Five Strategies to Build Forward Together to Upend Inequity and Accelerate Progress

The Readiness Projects Partners

In September 2020 The Readiness Projects Partners posted a blog (When Everything is Different Act Different) in which we acknowledged the opportunities for bold change that could rise out of the disruption. And we announced that AASA, the School Administrators Association, was joining our efforts to launch Build Forward Together, “a new endeavor eschewing a return to ‘normal’ and encouraging all players to Act Differently.”
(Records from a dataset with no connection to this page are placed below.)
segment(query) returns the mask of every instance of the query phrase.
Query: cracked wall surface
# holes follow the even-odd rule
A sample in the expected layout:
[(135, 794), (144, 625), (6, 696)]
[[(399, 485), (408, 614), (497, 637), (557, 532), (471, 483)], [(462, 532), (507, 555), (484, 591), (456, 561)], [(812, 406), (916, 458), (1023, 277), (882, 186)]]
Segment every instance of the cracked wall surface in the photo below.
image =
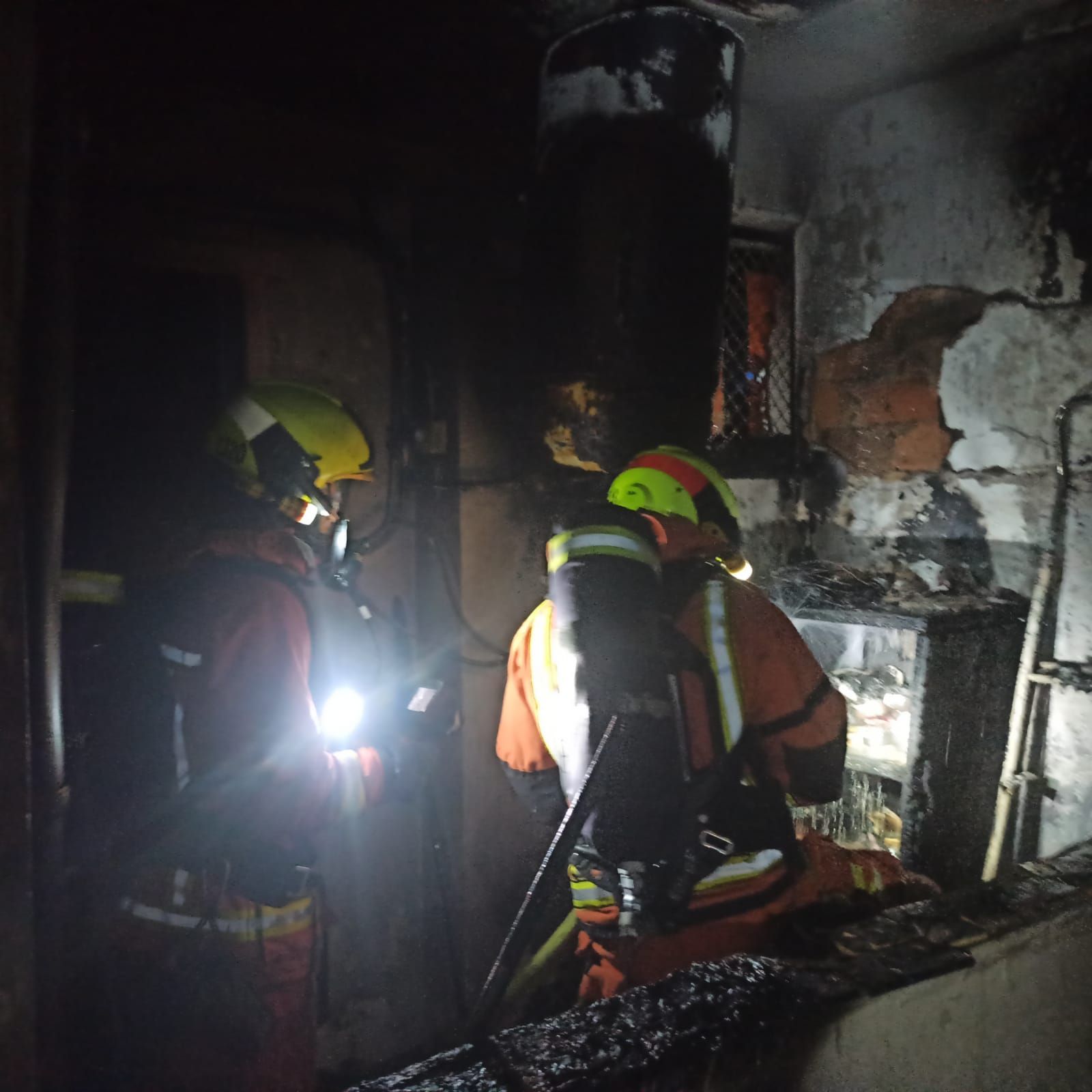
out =
[[(819, 557), (1030, 594), (1054, 414), (1092, 379), (1092, 43), (1038, 44), (832, 122), (804, 227)], [(810, 356), (810, 360), (809, 360)], [(808, 365), (811, 365), (809, 368)], [(1092, 657), (1092, 413), (1078, 419), (1056, 654)], [(1092, 698), (1056, 692), (1044, 853), (1092, 833)]]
In November and December, we hosted a weekly series of discussions, work groups, and blog posts designed to “make the invisible visible” — to bring school and community leaders together to have honest conversations about what it would take to achieve this “together” goal. These discussions affirmed what we knew: simple promises to “partner” might inevitably result in some things being better, but truly building forward together means taking serious steps to think and talk differently about our goals and our approaches; see and hear differently from each other and, most importantly, from young people, families and front-line staff; and to act and react differently, not just when we’re sitting at partner tables, but when we’re behind closed doors making decisions about how to allocate the staff or resources we control.

A month ago, feeling concern that disparate efforts to address short-term concerns this summer (e.g., learning loss) will yield disappointing results we can’t afford, Readiness Projects Coordinating Partner Karen Pittman posted a blog suggesting we leverage summer as a down payment on the kind of long-term change. We hope the Build Forward Together Summer Challenge will spark to accelerate progress towards creating the kind of equitable learning and development ecosystems we all aspire to. Karen challenged the consideration of how we can use the inherent flexibility and innovation of summers (not just this summer, but all summers) in balance with a community’s overarching commitment to build schools back better and simultaneously invest in broader efforts to build forward together — to help strengthen and leverage community partners and invest in adolescents in the multiple arenas where they are striving to be success. Karen introduced a simple clover-leaf graphic that links these four goals.

Today, having spent a month with our colleagues analyzing the rich discussions from 2020 and reading the growing number of reports, proposals and frameworks coming out, The Readiness Projects coordinating partners are putting a stake in the ground and introducing five broad strategies that we must attend to as we Build Forward Together. These strategies help all of us — schools, community partners, funders, government leaders, families, and youth themselves — not just do our best to build individual fortresses back better, but to truly reimagine learning and development together. They have begun to prompt leaders to think and talk differently about learning and loss, school, after-school and summer, children and adolescents, families and communities, equity, accountability, and resources. They help spark, organize, and drive action.

Build Back Smarter — Acknowledge learners’ losses while affirming learning ability. Optimize learning environments while prioritizing reconnection.

Build Back Broader — Support complementary learning delivery systems and modalities. Invest in program-level staff and city-level coordinating structures.

Build Back Bolder Focus on how, why, and with whom learning happens. Respect and diversify learners’ experiences and contexts and adults’ expertise and power.

Build Understanding of Inequity — Equity is the goal, but inequity is the reality. Acknowledging skepticism, take time to get baseline data right in order to truly cover all bases.

Build on Adolescents’ Determination Embrace adolescent risk taking and leverage the brain science. Create and support alternative success pathways for all adolescents to be competent, connected, confident contributors.

Where you start is negotiable. How fast you move from thinking to acting is negotiable. What is not negotiable is that now is the time to realize the opportunity. Learn more about each of these strategies as we share the work thought leaders are doing interrogate, study, and support them. Identify your community’s goals and your starting point for this work. Find ways to innovate (big or small). Listen to and borrow ideas from other communities. But don’t let this moment pass and wonder what your community might have done.